In CIC-IDS-2017 dataset experiment, this study proposes a network behavior risk measurement method based on differential manifold which has limitations under SSH attack and BOT attack. Compared with other attacks, the fluctuation of network security risk under SSH attack is small and the calculated network risk value is also small. BOT attacks are malicious code that invades the network. BOT attacks on the network are difficult to detect, and the attack characteristics are not obvious enough.

7. Conclusion

This study measures the network behavior risk based on the traffic analysis, regards the network traffic data as the network behavior, depicts the network system as a differential manifold, determines the network risk measurement index group, collects the network operation index data for preprocessing, and uses the differential manifold theory to calculate the security benchmark value under the normal operation of the network and the network security risk value under the attack, and draw a conclusion by comparison. Finally, the proposed method is verified by comparative experiments.

The following three aspects are focused on this study: (1) Regard network traffic as network behavior and propose the definition and measurement method of network behavior risk. Through traffic analysis, carry out risk measurement and realize the quantitative analysis of network behavior. (2) Use the local linear embedding dimension reduction algorithm of manifold learning to reduce the dimension of the index. (3) Apply the differential manifold theory to network security measurement. With the help of differential manifold theory, the description of the security state of the whole network system can be transformed into the change of the state in the high-dimensional manifold composed of network indicators, and then the network security activities are abstracted in the high-dimensional space to calculate the network behavior risk value.

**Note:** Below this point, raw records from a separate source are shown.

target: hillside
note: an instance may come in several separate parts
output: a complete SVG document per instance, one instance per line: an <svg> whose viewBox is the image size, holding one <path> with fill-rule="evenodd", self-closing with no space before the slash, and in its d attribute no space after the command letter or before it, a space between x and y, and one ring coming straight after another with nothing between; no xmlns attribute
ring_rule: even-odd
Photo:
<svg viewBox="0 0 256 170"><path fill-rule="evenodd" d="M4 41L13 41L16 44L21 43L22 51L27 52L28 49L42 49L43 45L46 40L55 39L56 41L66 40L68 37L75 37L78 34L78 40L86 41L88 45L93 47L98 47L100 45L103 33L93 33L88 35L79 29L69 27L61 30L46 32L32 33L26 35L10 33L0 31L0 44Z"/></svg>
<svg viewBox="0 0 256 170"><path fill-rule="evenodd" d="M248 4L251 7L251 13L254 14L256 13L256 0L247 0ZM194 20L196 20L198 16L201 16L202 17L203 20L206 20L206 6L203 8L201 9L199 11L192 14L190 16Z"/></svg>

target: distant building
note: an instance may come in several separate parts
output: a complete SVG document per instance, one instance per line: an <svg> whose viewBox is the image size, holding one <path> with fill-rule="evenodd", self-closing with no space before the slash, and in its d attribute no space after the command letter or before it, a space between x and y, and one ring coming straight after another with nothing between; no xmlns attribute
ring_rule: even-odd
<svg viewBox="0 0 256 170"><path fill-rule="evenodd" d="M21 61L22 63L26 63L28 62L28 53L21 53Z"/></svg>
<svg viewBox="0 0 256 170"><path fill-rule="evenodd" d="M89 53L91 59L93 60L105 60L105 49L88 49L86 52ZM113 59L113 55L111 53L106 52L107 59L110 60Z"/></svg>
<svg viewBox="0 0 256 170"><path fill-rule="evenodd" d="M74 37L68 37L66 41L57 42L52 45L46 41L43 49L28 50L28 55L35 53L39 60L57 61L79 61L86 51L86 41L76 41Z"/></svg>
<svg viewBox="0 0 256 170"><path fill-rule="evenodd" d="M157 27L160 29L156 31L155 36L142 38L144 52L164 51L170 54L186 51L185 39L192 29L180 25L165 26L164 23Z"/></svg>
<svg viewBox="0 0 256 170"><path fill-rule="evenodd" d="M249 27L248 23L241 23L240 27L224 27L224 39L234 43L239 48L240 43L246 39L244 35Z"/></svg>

This study focuses on the method of measuring network behavior risk by differential manifold but still has some limitations including (1) When it comes to the measurement of the network security, less attention is paid to the measurement of other indicators such as the vulnerability of the network itself, while more attention is paid to the drastic changes of indicators in network attack and defense. The follow-up research needs to add the measurement of assets and network vulnerability on the basis of the existing network activity measurement. (2) Use the dimension reduction method of local linear embedding to reduce the dimension of data. The performance of the local linear embedding algorithm mainly depends on the selection of nearest neighbor number. A large number of nearest neighbors will cause the smoothness of manifold, and too few nearest neighbors may divide disjointed submanifolds. The subsequent research on dimension reduction parameters can optimize the measurement method and improve the measurement accuracy.

Data Availability

CIC-IDS-2017 public data set is provided by Canadian Institute of cyber security.

Conflicts of Interest

The authors declare that they have no conflicts of interest.

Acknowledgments

The authors would like to thank for CIC-IDS-2017 public data set provided by Canadian Institute of cyber security. This work was supported by the National Key Research & Development Program of China (2020YFB1712104) and Major Scientific and Technological Innovation Projects of Shandong Province (2020CXGC010116).